Source: United States Department of Justice News
WASHINGTON – Marquette E. Johnson, 42, of the District of Columbia, was sentenced today to 27 years in prison and five years of supervised release for first degree sexual abuse while armed and first degree child sexual abuse while armed. The sentence was announced by U.S. Attorney Matthew M. Graves and Acting Chief Pamela Smith, of the Metropolitan Police Department (MPD).
Johnson pleaded guilty on July 11, 2023. According to the government’s evidence, at approximately 8:30 a.m. on November 28, 2005, Johnson approached a 12-year-old female child as she was walking to school, drove up to the victim, pointed a semiautomatic pistol or imitation pistol at her, and told her to get in his minivan or he would kill her. The child followed Johnson’s orders and the defendant drove her to an alley behind the 1300 block of Morris Road, SE, where he forced her to get in the back seat and he sexually assaulted her.

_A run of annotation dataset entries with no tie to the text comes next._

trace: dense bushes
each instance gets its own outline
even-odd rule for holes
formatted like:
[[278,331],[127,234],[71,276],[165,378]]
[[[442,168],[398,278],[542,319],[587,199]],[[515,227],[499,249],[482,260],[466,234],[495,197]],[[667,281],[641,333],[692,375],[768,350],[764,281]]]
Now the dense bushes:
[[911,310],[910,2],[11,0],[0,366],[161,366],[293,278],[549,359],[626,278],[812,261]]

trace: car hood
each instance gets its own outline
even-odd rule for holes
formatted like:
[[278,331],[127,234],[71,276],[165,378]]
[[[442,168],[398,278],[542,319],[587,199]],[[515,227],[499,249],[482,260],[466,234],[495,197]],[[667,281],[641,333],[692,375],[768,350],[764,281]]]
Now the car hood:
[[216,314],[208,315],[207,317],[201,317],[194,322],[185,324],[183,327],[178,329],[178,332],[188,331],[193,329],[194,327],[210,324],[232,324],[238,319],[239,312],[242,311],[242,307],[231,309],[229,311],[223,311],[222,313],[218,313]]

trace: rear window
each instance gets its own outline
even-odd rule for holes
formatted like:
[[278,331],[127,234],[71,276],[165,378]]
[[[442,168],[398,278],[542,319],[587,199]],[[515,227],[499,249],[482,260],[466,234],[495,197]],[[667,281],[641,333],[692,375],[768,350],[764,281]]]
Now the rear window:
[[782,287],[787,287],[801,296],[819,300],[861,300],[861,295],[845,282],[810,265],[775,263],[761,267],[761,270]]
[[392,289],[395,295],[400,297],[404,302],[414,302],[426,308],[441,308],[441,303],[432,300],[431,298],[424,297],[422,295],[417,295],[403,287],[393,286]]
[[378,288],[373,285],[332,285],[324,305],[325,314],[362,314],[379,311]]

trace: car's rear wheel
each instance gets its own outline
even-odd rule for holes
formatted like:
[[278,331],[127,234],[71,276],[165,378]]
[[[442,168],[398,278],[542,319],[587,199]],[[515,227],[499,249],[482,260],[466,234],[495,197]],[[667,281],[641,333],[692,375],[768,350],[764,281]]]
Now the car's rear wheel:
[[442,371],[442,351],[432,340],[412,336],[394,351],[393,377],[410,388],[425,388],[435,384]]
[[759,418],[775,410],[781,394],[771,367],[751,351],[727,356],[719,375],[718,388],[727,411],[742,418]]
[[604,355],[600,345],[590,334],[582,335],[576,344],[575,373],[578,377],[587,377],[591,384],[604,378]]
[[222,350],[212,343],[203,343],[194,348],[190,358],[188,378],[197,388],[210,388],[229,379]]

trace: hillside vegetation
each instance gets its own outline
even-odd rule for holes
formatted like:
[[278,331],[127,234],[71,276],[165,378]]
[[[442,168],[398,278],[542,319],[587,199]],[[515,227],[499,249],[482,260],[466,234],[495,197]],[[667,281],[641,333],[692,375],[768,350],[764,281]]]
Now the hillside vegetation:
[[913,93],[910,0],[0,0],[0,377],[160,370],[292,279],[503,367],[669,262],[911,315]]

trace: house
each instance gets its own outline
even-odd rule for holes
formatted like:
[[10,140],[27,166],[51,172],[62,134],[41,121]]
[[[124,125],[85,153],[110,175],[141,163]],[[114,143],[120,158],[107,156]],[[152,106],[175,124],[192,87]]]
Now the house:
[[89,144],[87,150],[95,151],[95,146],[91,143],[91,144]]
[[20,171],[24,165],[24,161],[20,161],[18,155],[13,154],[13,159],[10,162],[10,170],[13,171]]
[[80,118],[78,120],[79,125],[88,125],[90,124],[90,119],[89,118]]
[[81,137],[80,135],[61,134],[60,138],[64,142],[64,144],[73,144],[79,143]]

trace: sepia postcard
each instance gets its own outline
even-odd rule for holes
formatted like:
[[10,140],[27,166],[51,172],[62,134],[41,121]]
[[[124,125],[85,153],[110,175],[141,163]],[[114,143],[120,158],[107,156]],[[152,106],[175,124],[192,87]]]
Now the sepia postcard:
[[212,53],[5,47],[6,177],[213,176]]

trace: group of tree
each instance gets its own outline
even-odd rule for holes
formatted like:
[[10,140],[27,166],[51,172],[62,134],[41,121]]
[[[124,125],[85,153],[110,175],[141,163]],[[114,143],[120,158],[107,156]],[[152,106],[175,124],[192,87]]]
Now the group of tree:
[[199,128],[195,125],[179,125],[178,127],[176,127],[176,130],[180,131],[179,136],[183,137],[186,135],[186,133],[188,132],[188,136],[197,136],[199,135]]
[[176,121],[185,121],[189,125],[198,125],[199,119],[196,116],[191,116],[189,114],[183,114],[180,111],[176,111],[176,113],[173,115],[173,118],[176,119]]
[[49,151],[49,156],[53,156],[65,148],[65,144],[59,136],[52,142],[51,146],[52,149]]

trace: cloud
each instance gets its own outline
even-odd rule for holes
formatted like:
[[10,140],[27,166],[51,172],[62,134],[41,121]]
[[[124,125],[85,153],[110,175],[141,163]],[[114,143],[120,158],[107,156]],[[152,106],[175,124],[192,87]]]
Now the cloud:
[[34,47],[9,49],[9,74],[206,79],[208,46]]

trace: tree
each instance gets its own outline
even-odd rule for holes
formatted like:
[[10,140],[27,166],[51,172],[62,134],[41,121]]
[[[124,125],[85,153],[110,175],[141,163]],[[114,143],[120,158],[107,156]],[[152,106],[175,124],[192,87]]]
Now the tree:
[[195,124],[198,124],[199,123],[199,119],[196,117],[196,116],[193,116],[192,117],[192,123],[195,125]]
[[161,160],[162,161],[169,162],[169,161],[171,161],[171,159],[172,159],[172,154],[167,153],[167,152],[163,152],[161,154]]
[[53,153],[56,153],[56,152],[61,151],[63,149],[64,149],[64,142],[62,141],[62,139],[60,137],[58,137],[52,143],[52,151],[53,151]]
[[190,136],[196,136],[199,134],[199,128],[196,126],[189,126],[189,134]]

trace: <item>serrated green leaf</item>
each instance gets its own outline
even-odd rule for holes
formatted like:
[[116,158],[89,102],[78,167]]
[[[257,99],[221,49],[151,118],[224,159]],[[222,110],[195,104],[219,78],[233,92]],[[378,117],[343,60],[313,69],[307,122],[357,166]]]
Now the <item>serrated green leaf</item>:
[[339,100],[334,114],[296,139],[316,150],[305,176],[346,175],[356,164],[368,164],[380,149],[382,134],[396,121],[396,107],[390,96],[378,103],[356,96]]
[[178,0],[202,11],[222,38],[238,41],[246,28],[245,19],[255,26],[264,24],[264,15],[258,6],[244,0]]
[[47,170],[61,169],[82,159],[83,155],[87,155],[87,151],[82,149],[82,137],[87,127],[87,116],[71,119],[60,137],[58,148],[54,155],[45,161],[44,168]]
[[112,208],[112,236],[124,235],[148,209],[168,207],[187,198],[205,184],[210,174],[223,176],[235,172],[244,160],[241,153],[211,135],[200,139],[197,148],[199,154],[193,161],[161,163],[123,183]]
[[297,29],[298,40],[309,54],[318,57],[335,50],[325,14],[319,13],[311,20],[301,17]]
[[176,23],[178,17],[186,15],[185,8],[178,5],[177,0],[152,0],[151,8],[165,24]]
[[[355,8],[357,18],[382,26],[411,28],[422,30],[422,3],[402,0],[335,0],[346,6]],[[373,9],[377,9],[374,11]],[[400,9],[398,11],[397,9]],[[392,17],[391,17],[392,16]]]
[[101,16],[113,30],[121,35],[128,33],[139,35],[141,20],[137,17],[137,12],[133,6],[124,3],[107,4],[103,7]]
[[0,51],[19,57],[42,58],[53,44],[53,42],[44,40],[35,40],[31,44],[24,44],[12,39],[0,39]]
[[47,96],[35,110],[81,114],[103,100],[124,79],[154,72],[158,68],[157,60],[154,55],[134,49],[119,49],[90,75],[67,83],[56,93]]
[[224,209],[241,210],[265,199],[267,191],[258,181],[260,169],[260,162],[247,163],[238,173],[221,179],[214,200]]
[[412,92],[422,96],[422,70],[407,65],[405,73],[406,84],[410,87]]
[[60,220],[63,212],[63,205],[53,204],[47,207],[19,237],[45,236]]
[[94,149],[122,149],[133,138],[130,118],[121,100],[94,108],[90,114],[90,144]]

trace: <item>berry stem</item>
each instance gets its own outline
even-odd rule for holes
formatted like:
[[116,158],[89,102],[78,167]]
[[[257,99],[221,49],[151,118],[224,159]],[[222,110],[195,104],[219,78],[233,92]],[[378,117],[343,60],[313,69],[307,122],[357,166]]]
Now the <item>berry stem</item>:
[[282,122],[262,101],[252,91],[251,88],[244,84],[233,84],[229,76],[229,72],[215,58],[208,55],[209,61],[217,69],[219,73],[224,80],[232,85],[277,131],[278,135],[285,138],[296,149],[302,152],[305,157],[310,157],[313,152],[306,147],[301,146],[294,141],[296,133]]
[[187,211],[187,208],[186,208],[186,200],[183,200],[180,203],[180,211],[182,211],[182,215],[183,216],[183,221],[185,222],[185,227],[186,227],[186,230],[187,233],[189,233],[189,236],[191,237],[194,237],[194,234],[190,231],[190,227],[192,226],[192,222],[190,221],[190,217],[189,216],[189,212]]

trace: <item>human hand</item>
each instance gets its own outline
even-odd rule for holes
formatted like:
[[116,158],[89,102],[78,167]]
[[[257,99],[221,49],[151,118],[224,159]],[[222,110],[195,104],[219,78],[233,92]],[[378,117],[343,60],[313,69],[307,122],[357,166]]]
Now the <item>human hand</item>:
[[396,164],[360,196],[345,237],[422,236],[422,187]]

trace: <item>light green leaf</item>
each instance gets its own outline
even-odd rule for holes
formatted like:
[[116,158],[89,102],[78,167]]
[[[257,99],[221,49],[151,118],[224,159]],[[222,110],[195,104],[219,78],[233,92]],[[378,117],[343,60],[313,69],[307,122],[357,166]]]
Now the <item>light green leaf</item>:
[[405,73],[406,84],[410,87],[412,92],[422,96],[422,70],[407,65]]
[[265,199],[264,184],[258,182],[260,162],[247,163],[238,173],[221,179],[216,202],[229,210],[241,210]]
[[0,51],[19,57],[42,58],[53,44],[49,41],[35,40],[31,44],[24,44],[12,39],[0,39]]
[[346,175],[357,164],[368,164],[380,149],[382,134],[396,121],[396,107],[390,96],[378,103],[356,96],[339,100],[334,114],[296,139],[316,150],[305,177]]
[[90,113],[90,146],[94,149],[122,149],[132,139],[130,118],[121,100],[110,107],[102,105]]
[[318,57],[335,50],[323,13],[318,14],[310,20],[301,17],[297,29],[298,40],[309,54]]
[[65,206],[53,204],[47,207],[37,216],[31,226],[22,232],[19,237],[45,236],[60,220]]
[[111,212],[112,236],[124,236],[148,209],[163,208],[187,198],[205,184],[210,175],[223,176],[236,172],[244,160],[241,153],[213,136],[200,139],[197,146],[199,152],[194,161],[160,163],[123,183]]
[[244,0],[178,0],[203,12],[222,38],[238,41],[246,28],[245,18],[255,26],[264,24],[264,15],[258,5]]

When the defendant finished raping her, he drove the victim back to the location where he had picked her up and told her something to the effect of, “See, I told you, you wouldn’t miss school.” The child promptly reported what had occurred to a teacher and an MPD officer stationed at the school.
DNA obtained from the physical evidence in the investigation matched the DNA profile of the defendant, who is a convicted offender. Additional DNA testing determined it was at least 87 quadrillion times more likely if the evidence originated from the defendant and the victim, than if from the victim and an unknown, unrelated individual. The defendant was a stranger to the victim and her family.
Following his release from prison, Johnson will be mandated to register as a sex offender for the remainder of his life.
This case was investigated by detectives of the Metropolitan Police Department’s Sexual Assault Unit and Cold Case Sexual Assault Unit, Youth Investigations Division, and detectives and officers from the Seventh District. It was prosecuted by Assistant U.S. Attorneys Amy Zubrensky and Robert Platt.
It is another case brought as part of the Cold Case Initiative, an initiative launched in February 2018 by the U.S. Attorney’s Office for the District of Columbia to reinvestigate previously unsolved cases of sexual assault as well as sexual assault-related homicides. The U.S. Attorney’s Office works in partnership with the D.C. Metropolitan Police Department, the Federal Bureau of Investigations, the United States Marshals Service, and local law enforcement partners in the DMV area to achieve its mission.